8. Keep anything you may need on your nightstand
For me right now, that means Tums and a glass of water. I've been having terrible heart burn lately and sometimes just rolling over can cause it! Heading out to the kitchen to find Tums in the middle of the night was really waking my body up and keeping me up longer. Now, since they're right next to me, I can grab a couple without fully waking up my body and fall right back asleep. I keep a big tumbler of water next to me for the same reason.
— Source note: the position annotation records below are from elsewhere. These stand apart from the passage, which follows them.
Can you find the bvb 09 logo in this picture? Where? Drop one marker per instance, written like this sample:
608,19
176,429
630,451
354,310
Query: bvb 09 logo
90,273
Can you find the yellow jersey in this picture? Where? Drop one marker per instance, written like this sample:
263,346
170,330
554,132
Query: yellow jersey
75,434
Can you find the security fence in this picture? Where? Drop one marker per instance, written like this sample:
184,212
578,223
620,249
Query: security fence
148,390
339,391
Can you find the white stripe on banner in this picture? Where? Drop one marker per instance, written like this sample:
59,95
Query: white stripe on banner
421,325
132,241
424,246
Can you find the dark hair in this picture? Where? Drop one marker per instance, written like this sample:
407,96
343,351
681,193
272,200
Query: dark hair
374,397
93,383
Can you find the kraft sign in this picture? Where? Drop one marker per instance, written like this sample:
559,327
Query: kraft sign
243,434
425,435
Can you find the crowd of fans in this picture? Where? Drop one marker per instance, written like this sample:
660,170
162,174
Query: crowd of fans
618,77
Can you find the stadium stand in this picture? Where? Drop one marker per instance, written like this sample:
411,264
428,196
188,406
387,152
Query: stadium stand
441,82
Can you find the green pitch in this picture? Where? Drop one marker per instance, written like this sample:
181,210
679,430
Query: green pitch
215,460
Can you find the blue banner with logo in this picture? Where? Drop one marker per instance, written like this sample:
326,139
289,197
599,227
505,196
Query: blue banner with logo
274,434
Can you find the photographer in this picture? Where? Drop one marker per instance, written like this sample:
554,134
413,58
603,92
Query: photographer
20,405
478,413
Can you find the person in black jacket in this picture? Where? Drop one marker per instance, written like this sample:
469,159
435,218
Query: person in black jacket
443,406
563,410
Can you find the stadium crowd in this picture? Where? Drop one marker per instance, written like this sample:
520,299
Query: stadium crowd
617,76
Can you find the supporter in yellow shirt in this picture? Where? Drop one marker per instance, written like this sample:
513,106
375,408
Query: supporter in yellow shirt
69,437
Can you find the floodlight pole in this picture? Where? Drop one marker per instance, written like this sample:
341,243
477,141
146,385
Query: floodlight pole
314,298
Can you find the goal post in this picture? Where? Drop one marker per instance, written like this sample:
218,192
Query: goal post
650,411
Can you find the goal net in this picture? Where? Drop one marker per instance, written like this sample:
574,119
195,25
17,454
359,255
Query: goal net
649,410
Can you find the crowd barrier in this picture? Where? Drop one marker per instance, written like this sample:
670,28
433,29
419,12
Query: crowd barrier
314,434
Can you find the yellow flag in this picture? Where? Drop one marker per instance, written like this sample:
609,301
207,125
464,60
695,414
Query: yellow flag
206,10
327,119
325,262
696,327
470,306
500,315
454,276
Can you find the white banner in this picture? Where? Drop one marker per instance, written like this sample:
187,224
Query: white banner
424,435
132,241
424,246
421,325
9. Try watching, reading, or listening to something familiar
As my college roommate will remember (sorry Clair!), this is a trick I discovered in college. Re-watching an old show (in college it was always Gilmore Girls but right now I'm on Parks and Rec) gets my brain to relax just enough to fall asleep. Basically, watching something I've seen before is enough to distract my brain from thinking about other things, but not too much to make me want to stay up to finish an episode. If I try to watch or read something new, I can get drawn in and want to keep following the story late into the night. It's actually kind of amazing, and depending on how tired or stressed I am I usually fall asleep during the cold open for a show - so within two minutes!
Some people are going to pooh pooh this because of the blue light and the affect it has on your brain, but I just turn the brightness down so it isn't too much and have the volume really low. I also have my Netflix settings set up so that only one episode will play at a time, so my iPad will turn itself off if I fall asleep mid-episode.
10. When all else fails, just get up
Sometimes, despite my bests efforts, I still find myself just laying awake in the middle of the night. When this happens, I just get up and leave the room. It helps you stop associating your bed and bedroom with negative sleep. I'll typically go in the living room and have a snack or read or watch a show until I feel ready to fall back asleep again. Way better than letting your mind race in bed! And usually whatever activity I pick helps me wind back down and easily fall back asleep.
So there you have it, ten tried and tested tips for better sleep when you're pregnant! Is there anything you've done that helps you fall and stay asleep? I'd love to hear!